Edebiyatta
Felsefe
Atalay
GİRGİN*
Edebiyat felsefe
ilişkisi, antik dönem tragedyaları da dâhil, edebiyatın verili ve olası tüm
türleri için geçerlidir. Felsefi olan, şu ya da bu ölçüde ve biçimde, edebiyata
içseldir, içselleştirilmiştir. Özellikle de bir tür olarak, roman, öykü, şiir, tiyatro
yapıtları, vb. söz konusu olduğunda…
Şiir, Aristoteles’e
göre felsefeye en yakın olandır. Melih Cevdet Anday’a göre de, “şiir felsefeye
bitişir.” Afşar Timuçin ise romanda, öyküde, şiirde felsefi sıfatını
ekledikleri yeni kategoriler oluşturmaya girişenlerin tümüne birden yanıt
verircesine, “Edebiyatın felsefeleştiği, felsefenin edebiyatlaştığı (…) bir
çağda yaşıyoruz.” dedikten sonra sözlerini şöyle sürdürür: Özellikle XIX.

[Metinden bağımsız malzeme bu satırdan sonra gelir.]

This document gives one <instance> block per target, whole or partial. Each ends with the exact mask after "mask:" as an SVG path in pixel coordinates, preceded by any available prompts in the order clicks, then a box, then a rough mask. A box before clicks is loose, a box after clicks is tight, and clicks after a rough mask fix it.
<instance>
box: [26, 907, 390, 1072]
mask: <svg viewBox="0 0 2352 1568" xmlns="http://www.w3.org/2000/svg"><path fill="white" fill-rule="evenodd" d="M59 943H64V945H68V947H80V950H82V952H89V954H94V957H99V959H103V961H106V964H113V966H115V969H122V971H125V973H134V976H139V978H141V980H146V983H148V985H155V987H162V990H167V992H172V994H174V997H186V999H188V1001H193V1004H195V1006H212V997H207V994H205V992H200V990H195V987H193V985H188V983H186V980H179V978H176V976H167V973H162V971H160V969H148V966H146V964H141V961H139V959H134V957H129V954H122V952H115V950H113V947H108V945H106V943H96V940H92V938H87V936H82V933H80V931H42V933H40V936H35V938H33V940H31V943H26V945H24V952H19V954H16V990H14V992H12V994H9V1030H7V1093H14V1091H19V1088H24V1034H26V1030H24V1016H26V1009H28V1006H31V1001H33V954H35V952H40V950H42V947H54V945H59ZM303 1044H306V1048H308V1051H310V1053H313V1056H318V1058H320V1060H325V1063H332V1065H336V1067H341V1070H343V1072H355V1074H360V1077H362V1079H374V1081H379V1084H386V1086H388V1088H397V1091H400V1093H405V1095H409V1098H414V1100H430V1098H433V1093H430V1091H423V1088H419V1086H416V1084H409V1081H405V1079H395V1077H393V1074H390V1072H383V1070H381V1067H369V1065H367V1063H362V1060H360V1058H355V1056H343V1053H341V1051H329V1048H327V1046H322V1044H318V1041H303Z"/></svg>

yüzyıl bu bütünlüklü kavrayışın geliştiği bir çağ oldu. Ancak insanlık XV. ve
XVI. yüzyıllardan başlayarak böylesi bir bütünleşmenin temellerini atmaya doğru
gitti. XVII. yüzyılın klasikleşmiş yapıtları felsefeleşmiş bir edebiyatın
varlığına tanıklık ederler. XVIII. yüzyılda Fransız aydınlanması edebiyata
felsefeyi getirirken felsefeye de edebi bir görünüm kazandırdı. Yalnız edebiyat
değil tüm sanatlar kendilerini felsefi bir derinlikte ortaya koymaya yöneldiler1.
Bunları bir yana
bıraktığımızda, edebiyatta felsefenin varoluşunu iki boyutta ele almak
mümkündür. Bunlardan ilki, bilinçli bir biçimde içselleştirilişi; diğeri ise
kendiliğinden, etik ilişkiler bazında içselleşişi. İlkinden başlayalım:
Edebiyatta
Felsefenin Bilinçli Var Kılınışı
Edebiyatta felsefe ya
da tek tek edebi türler ve bunlara ait yapıtlarda felsefe, felsefi olan, etik
ilişkiyi şimdilik paranteze alırsak, öncelikle ve esas olarak iki kanaldan var
olur. Bunlardan birincisi, yapıtın yaratıcısı olan sanatçının / yazarın, verili
felsefe akımlarının ya da tek tek filozofların / düşünürlerin, insan anlayışı
başta olmak üzere, şu ya da bu konudaki fikir ve önermelerini, anlatıya edebi
bir biçimde içselleştirmesi; tasarlayıp kurguladığı olay örgüsünde, kişiler ve
kişilerarası ilişkiler bazında etik kişi ve etik ilişkiler olarak sergilemesiyle
gerçekleşir. İster bir olumlamaya isterse bir olumsuzlamaya delalet etsin,
burada felsefe ve felsefi olan esas itibariyle, yazara dışsaldır. Yazar,
kabullensin ya da kabullenmesin, benimsesin ya da benimsemesin, kendisinden
bağımsız olarak var olan / var olmuş bir felsefi düşünüşü, anlayışı yapıtına
içselleştirmektedir. Elbette bunu, bir filozof gibi, adlandırarak, kavramlar
arası ilişkiler kurup neliği ve gerçekliği temelinde kavram çözümlemeleri ve
temellendirmeler yaparak, terminolojik bir anlatımla gerçekleştirmez. Bir
sanatçı olarak yazardan, böyle bir şeyi yapması ne istenir ne de beklenir. Bu
bir anlamda yazarın / “sanatçının, filozofa göre bir ayrıcalığı”dır.